Dunque, non è populismo. Di seguito un paio di esempi. Se un terzo dell’elettorato nazionale italiano dichiara, ormai da molti mesi, di voler votare il Movimento 5 Stelle e se il giorno dei ballottaggi i voti reali arrivano anche al 68 per cento, come nel caso Raggi, non è populismo ma normale voto. I sondaggi rilevano correttamente questi dati? Certo. I politici conoscono questi sondaggi in anticipo? Di solito si. Conoscono le motivazioni del voto verso un candidato o l’altro, punti di forza e debolezza? Ovviamente!
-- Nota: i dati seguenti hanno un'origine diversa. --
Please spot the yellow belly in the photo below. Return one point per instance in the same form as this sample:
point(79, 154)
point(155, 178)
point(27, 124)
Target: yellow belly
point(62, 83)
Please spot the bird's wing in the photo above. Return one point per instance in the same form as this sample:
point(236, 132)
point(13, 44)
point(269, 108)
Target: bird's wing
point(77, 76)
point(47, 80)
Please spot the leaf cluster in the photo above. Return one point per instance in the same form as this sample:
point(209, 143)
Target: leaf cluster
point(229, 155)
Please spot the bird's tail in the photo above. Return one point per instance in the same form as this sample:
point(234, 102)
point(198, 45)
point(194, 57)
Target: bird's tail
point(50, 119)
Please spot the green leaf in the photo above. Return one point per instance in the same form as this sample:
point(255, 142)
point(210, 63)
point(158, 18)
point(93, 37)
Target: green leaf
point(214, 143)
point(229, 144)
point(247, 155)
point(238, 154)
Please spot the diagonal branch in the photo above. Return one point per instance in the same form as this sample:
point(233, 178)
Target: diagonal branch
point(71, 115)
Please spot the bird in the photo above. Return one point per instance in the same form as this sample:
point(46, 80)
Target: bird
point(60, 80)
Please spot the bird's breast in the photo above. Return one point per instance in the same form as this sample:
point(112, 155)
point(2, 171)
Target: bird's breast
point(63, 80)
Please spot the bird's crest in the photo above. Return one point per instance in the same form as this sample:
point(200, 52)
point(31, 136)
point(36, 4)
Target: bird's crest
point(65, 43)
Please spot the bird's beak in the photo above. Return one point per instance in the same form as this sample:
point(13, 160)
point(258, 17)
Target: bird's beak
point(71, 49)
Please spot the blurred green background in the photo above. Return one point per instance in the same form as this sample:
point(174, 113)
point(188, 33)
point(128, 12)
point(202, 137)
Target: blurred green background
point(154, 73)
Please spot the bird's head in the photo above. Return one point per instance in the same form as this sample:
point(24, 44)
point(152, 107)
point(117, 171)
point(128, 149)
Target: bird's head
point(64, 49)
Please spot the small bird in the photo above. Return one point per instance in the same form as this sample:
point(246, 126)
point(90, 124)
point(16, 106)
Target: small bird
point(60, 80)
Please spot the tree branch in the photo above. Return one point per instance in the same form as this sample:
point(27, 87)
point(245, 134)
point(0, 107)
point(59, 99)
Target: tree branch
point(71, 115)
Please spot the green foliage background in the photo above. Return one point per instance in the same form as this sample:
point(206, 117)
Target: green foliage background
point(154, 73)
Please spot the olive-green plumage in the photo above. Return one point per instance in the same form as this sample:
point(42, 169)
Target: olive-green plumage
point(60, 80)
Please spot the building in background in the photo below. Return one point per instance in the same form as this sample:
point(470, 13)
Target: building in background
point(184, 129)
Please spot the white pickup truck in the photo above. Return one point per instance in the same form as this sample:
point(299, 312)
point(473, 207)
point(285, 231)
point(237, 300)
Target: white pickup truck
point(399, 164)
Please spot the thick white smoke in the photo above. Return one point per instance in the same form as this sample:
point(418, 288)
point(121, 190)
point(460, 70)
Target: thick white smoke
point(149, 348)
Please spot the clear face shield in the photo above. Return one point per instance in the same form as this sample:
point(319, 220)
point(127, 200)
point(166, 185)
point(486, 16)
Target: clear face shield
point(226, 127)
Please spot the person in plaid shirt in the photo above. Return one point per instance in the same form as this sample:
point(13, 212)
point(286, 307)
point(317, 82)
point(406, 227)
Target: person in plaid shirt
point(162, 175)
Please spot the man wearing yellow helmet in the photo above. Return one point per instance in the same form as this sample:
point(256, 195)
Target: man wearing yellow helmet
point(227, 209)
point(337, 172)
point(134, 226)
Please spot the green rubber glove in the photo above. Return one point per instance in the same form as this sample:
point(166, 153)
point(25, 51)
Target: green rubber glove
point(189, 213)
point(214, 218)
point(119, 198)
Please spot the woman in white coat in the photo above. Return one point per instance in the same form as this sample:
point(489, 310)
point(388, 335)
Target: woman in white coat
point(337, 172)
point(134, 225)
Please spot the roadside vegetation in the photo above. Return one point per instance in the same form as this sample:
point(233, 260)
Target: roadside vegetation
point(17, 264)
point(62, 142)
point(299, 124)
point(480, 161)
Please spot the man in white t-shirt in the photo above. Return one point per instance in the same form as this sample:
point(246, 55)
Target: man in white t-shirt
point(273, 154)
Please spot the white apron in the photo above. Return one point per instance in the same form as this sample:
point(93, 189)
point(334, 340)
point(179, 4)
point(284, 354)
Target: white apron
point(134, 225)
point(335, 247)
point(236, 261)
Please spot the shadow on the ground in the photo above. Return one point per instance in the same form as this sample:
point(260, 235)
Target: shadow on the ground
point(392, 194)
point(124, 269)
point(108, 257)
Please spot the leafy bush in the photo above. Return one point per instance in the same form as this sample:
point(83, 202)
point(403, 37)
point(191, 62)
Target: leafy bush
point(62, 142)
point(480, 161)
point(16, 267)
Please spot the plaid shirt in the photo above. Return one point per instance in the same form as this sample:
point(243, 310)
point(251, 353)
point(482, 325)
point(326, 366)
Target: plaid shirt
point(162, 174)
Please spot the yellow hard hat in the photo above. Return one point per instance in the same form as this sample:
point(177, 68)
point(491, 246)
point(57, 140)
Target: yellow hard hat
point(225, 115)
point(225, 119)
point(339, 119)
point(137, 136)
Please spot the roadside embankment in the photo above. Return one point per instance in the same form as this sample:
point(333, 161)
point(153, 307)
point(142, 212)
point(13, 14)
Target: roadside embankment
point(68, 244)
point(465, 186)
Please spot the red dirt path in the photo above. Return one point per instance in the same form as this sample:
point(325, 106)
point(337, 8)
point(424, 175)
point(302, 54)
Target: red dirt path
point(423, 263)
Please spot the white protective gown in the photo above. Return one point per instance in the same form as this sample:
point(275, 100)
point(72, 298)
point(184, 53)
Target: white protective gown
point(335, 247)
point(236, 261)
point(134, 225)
Se il candidato ha tutte le informazioni e durante la campagna non sposta voti in suo favore stiamo semplicemente parlando di un modo vecchio o sbagliato di rapportarsi con gli elettori. Non è un problema dell’elettore ma del proponente! La relazione tra politica ed elettorato ormai è alla pari ed è basata sulla reciprocità dell’ascolto e delle risposte: chi non lo capisse si mette da solo fuori “mercato”. Le aziende, che per vendere prodotti o servizi hanno a che fare quotidianamente con i clienti, sanno benissimo di cosa stiamo parlando. Revisione dei processi, della front line, del back office, della gestione del personale, della catena di comando. La scelta della squadra è importantissima, deve essere eterogenea ma armonica, più punti di vista sono una ricchezza non un limite, ne consegue la valorizzazione dei talenti.

I partiti Italiani sono pronti per il cambio di mentalità?

Le donne operaie del Wisconsin hanno votato in massa Trump. Tre sono le cose: o Clinton non convinceva, o non volevano una donna presidente oppure Trump ha parlato al loro cuore. Non è populismo, è voto. I giovani di Ny, dove ho lavorato per anni, sono scesi oggi in piazza per protestare contro Trump e il suo elettorato. Esattamente come è accaduto a Londra per Brexit, senza peraltro esito significativo, e in quel caso erano i giovani metropolitani che non sono andati a votare. Film già visto, sta diventando un rito e ci abitueremo anche a questo.

Sondaggi. Le analisi sociali, analisi del web e i sondaggi, se ben fatti, misurano correttamente la situazione reale. Tant’è vero che le aziende usano massicciamente e con grande soddisfazione tutti questi “strumenti” di conoscenza per incrementare le quote di mercato e i fatturati, monitorare la reputazione del brand e del proprio top management. Questo ultimo indicatore di Reputazione lo considero “predittivo” dello stato di salute del business di un’azienda nel volgere dei successivi 6-8 mesi così come, per un politico, lo è l’indice di fiducia e di “accountability” complessiva.

Relativamente alle analisi in campo politico e dell’opinione, dobbiamo però distinguere tra sondaggi pubblici e riservati. I sondaggi pubblici, compresi quelli del New York Times, sono spesso usati per fare propaganda o avallare la linea politica del giornale, soprattutto se ha fatto l’endorsement verso un candidato (ma aumenta i lettori?). Sui giornali, anche Italiani, facilmente non leggerete il set completo dei dati di un sondaggio ma solo quello che il direttore della testata vorrà far sapere ai suoi lettori.

Viceversa, i sondaggi e le analisi riservate dicono tutto e sono molto dettagliate, la qualità dell’analista consente di capire i dati nel profondo.

In questo senso, i committenti dei sondaggi politici sanno bene qual è lo scenario competitivo in cui si muovono, come affrontarlo e quale sarà l’esito della campagna in funzione degli interventi pianificati. E lo sanno con largo anticipo su tutti.

Dire “i sondaggi sbagliano” o “era uno scenario imprevedibile” è, nel migliore dei casi, una tecnica di comunicazione.